When your agent extensions fight each other

This is the fourth article in a series about Agent Experience (AX): the practice of making AI coding agents work correctly with your technology. The series covers what you can and can’t control in the agent stack, how to measure whether your extensions are helping or hurting, and how to iterate toward better outcomes.

You shipped your extension, measured it, confirmed it creates lift. Then a developer installs it alongside 14 other extensions, and outcomes get worse. Not because your extension is broken, but because extensions don’t exist in isolation: they compete.

In the previous article, we covered how to measure whether a single extension creates lift or drag. That measurement assumed a clean environment: your extension, and nothing else. Real developer workspaces don’t look like that. Real workspaces have MCP servers for their cloud provider, instruction files from their team, skills from their framework, and whatever’s trending on social this week. The question really isn’t whether your extension works, it’s whether it works well with others.

More extensions, worse outcomes

It seems like extensions should be additive: extension A improves authentication code, extension B improves database queries. Install both, get better auth and better queries. Right? Not quite.

Every extension consumes tokens in the context window just by being installed.
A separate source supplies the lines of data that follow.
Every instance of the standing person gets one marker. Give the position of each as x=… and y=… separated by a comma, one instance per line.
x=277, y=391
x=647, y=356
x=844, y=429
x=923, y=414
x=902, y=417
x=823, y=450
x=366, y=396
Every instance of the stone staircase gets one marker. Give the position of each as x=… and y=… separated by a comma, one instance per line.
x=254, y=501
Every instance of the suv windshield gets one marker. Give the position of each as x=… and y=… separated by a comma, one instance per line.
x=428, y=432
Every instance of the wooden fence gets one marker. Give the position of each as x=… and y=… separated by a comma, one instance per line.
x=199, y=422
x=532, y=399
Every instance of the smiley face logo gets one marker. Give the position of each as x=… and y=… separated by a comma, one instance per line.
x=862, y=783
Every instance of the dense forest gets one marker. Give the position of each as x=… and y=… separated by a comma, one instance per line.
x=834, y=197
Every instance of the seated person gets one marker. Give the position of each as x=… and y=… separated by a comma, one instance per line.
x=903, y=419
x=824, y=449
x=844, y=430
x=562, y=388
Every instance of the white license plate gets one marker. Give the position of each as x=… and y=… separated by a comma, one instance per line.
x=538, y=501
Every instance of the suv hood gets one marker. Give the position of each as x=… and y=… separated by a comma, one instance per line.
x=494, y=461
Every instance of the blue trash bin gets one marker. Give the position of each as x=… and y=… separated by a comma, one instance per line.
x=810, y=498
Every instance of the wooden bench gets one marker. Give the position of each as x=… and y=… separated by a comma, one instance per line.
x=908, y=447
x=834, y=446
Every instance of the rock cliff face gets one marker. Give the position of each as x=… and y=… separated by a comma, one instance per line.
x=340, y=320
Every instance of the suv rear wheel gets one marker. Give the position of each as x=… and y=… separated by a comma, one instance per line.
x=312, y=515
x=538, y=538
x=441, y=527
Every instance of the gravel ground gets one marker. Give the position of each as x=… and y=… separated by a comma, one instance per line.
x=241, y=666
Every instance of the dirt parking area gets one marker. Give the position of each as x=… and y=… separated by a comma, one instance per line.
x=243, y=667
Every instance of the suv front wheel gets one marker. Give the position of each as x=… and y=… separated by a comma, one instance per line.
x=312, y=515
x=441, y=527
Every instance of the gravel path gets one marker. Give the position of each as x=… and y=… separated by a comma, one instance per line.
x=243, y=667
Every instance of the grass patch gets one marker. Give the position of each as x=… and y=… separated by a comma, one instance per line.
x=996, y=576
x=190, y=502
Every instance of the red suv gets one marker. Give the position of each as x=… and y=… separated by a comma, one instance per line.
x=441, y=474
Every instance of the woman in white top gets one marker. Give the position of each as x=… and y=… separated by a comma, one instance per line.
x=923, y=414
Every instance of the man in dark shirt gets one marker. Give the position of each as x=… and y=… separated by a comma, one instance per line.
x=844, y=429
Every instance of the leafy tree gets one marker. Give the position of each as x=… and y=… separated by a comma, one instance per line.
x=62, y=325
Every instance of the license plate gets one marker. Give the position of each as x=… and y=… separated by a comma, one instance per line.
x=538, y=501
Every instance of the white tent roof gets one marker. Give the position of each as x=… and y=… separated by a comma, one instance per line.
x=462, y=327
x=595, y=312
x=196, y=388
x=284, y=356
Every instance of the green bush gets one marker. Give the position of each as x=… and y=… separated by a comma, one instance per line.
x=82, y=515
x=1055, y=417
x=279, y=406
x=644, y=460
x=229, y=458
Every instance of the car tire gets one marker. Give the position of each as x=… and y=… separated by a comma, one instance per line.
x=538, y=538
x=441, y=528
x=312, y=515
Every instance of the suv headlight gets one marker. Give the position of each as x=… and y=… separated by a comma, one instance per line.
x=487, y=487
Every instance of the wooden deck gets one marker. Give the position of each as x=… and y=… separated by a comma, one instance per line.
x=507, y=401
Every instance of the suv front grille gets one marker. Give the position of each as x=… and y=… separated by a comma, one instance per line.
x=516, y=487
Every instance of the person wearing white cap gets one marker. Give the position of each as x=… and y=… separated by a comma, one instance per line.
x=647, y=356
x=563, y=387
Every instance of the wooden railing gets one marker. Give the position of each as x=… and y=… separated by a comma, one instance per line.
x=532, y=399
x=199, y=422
Tool descriptions and skill definitions take up space before you even type a prompt. A single MCP server with 8 tools might add 2,000 tokens of tool descriptions. Five MCP servers? That’s 10,000 tokens of tool descriptions alone, and you haven’t asked anything yet. The context window is a fixed budget. Every token spent on tool descriptions is a token not spent on workspace context or conversation history. Install enough extensions and the harness starts making cuts: summarizing tool descriptions, dropping tools it deems irrelevant, and truncating whatever doesn’t fit. Your carefully written tool description might get compressed into something the model can barely interpret.

But it’s not just about space. Every token in the context changes the path the model takes. The model doesn’t process your extension’s content in isolation and then process the next one separately. It attends to everything at once. Add a database extension next to your auth extension, and both extensions produce different output than either would alone, even if they have nothing to do with each other. The mere presence of unrelated tool descriptions shifts the model’s attention and changes the output.

We’ve measured this directly: the same extension that produces consistent lift in isolation can produce drag with even one other extension present. Not because the extension changed, but because the environment around it did.

Three ways extensions conflict

Not all composition problems are about token budgets, though. Extensions can actively interfere with each other in ways that are harder to spot.

Vocabulary collisions

Two extensions describe their tools using similar language. Your tool says “manage authentication settings”, another tool says “configure identity and access.” The developer asks “set up auth for my app.” Both tools match the intent, the model picks one, and it might not be yours.

How would you even debug that? The developer sees wrong output and blames the model. But it’s not a bug in either extension, it’s an emergent property of putting two tools with overlapping vocabulary into the same context. The model doesn’t know which one the developer means, and it can’t ask (most harnesses don’t support clarifying questions for tool selection). It makes a choice based on factors you can’t see such as context position and training data associations. What’s more, that choice might change between runs.

Guidance conflicts

Extensions inject guidance through tool descriptions and skill definitions. The agent also picks up instruction files (.github/copilot-instructions.md, AGENTS.md, .instructions.md) in the repo. Both end up in the same context window, and neither knows the other exists.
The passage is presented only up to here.